History

Nazi Germany
- Name: U-3038
- Ordered: 6 November 1943
- Builder: AG Weser, Bremen
- Yard number: 1197
- Laid down: 1 December 1944
- Launched: 7 February 1945
- Commissioned: 4 March 1945
- Fate: Scuttled on 3 May 1945

General characteristics
- Class & type: Type XXI submarine
- Displacement: 1,621 t (1,595 long tons) surfaced; 1,819 t (1,790 long tons) submerged;
- Length: 76.70 m (251 ft 8 in) (o/a); 60.50 m (198 ft 6 in) (p/h);
- Beam: 8 m (26 ft 3 in) (o/a); 5.3 m (17 ft 5 in) (p/h);
- Height: 11.30 m (37 ft 1 in)
- Draught: 6.32 m (20 ft 9 in)
- Installed power: 4,000 PS (2,900 kW; 3,900 shp) (diesel drive); 5,000 PS (3,700 kW; 4,900 shp) (standard electric drive); 226 PS (166 kW; 223 shp) (silent electric drive);
- Propulsion: Diesel/Electric; 2 × MAN M6V40/46KBB supercharged 6-cylinder diesel engines ; 2 × SSW GU365/30 double-acting electric motors ; 2 × SSW GV232/28 silent running electric motors;
- Speed: Surfaced:; 15.6 knots (28.9 km/h; 18.0 mph) (diesel); 17.9 knots (33.2 km/h; 20.6 mph) (electric); Submerged:; 17.2 knots (31.9 km/h; 19.8 mph) (electric); 6.1 knots (11.3 km/h; 7.0 mph) (silent running motors);
- Range: 15,500 nmi (28,700 km; 17,800 mi) at 10 knots (19 km/h; 12 mph) surfaced; 340 nmi (630 km; 390 mi) at 5 knots (9.3 km/h; 5.8 mph) submerged;
- Test depth: 280 m (920 ft)
- Complement: 57–60 crewmen
- Sensors & processing systems: Type F432 D2 Radar Transmitter; FuMB Ant 3 Bali Radar Detector;
- Armament: 6 × bow torpedo tubes; 23 × 53.3 cm (21 in) torpedoes or 17 × torpedoes and 12 × TMC mines; 4 × 2 cm (0.8 in) AA guns or; 4 × 3.7 cm (1.5 in) AA guns;

Service record
- Part of: 4th U-boat Flotilla; 4 March – 3 May 1945;
- Identification codes: M 52 580
- Commanders: Oblt.z.S. Matthias Brüning; 4 March – 3 May 1945;
- Operations: None
- Victories: None

= German submarine U-3038 =

German World War II submarine

German submarine U-3038 was a Type XXI U-boat (one of the "Elektroboote") of Nazi Germany's Kriegsmarine, built for service in World War II. She was ordered on 6 November 1943, and was laid down on 1 December 1944 at AG Weser, Bremen, as yard number 1197. She was launched on 7 February 1945, and commissioned under the command of Oberleutnant zur See Matthias Brüning on 4 March 1945.

==Design==
Like all Type XXI U-boats, U-3038 had a displacement of 1621 t when at the surface and 1819 t while submerged. She had a total length of 76.70 m (o/a), a beam of 8 m, and a draught of 6.32 m. The submarine was powered by two MAN SE supercharged six-cylinder M6V40/46KBB diesel engines each providing 4000 PS, two Siemens-Schuckert GU365/30 double-acting electric motors each providing 5000 PS, and two Siemens-Schuckert silent running GV232/28 electric motors each providing 226 PS.
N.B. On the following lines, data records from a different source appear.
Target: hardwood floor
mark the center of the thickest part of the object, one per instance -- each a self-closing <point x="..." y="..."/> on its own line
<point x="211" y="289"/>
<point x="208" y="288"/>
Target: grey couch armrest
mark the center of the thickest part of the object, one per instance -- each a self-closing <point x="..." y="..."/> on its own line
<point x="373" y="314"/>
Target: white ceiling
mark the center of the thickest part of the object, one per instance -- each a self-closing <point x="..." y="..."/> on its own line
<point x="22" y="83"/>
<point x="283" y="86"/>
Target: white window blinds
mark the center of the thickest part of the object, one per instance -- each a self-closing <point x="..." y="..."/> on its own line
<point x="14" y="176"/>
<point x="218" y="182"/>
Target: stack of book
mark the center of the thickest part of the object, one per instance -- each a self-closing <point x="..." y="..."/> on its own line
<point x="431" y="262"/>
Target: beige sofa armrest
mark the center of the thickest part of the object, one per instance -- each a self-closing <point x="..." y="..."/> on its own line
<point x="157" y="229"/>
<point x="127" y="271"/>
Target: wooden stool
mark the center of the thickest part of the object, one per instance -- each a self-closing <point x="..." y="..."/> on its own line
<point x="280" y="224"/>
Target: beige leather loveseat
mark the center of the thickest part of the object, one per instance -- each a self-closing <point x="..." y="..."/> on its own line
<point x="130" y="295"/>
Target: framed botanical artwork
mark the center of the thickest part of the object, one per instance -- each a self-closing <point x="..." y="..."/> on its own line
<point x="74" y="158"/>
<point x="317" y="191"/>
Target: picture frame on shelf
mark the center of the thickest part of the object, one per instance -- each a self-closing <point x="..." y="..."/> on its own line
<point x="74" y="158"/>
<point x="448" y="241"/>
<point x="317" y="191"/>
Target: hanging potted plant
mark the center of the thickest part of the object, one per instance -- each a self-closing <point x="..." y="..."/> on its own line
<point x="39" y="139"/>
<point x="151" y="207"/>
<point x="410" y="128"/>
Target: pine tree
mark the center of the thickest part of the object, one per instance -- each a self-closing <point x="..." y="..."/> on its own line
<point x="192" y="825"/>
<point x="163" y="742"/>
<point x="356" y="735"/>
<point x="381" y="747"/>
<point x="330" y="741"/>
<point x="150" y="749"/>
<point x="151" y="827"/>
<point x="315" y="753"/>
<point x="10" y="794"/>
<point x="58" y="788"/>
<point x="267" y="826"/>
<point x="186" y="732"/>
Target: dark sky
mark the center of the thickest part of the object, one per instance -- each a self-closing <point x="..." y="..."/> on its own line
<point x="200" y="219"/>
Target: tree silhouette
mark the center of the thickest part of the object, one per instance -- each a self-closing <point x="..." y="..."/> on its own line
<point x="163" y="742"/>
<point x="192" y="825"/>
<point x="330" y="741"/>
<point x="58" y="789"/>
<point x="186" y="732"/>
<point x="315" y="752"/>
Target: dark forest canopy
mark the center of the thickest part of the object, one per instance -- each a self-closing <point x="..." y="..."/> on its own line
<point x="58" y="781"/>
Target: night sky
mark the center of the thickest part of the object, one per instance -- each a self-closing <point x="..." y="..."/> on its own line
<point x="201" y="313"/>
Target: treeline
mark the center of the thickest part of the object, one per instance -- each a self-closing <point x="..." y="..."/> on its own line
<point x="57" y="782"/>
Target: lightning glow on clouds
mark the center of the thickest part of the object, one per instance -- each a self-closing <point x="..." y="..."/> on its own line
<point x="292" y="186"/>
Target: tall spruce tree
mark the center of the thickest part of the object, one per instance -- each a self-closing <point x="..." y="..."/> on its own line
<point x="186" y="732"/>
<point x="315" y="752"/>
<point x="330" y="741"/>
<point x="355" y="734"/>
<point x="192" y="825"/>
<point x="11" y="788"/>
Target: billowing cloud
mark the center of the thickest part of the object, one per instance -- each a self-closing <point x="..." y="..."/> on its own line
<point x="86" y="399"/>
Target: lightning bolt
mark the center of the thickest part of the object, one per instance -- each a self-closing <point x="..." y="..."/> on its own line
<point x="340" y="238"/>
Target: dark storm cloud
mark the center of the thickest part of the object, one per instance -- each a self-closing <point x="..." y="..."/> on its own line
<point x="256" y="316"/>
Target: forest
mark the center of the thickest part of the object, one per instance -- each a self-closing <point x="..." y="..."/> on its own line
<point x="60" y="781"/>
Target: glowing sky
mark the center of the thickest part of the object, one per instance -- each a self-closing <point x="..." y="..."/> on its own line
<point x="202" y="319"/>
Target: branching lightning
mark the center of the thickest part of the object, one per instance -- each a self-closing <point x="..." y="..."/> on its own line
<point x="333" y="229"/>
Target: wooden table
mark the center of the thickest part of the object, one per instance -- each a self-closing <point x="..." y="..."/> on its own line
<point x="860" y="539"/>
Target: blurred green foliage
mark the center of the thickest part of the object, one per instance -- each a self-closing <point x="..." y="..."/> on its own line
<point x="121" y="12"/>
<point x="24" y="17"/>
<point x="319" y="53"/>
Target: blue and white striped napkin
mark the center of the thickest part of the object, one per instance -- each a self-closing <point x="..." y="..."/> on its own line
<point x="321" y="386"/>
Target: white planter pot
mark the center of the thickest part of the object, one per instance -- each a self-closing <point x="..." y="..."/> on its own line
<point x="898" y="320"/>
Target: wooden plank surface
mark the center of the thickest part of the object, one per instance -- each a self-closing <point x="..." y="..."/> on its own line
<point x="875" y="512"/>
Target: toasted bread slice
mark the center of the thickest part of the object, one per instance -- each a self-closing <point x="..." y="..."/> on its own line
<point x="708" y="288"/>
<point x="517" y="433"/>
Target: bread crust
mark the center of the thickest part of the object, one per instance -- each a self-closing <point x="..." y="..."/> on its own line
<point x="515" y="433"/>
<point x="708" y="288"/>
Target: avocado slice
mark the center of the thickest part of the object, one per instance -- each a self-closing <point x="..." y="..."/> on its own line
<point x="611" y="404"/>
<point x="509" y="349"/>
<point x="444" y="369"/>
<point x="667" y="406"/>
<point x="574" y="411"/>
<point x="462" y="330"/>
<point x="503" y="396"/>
The submarine had a maximum surface speed of 15.6 kn and a submerged speed of 17.2 kn. When running on silent motors the boat could operate at a speed of 6.1 kn. When submerged, the boat could operate at 5 kn for 340 nmi; when surfaced, she could travel 15500 nmi at 10 kn. U-3038 was fitted with six 53.3 cm torpedo tubes in the bow and four 2 cm C/30 anti-aircraft guns. She could carry twenty-three torpedoes or seventeen torpedoes and twelve mines. The complement was five officers and fifty-two men.

==Fate==
U-3038 was scuttled on 3 May 1945, at Kiel, as part of Operation Regenbogen. The wreck was later raised and broken up.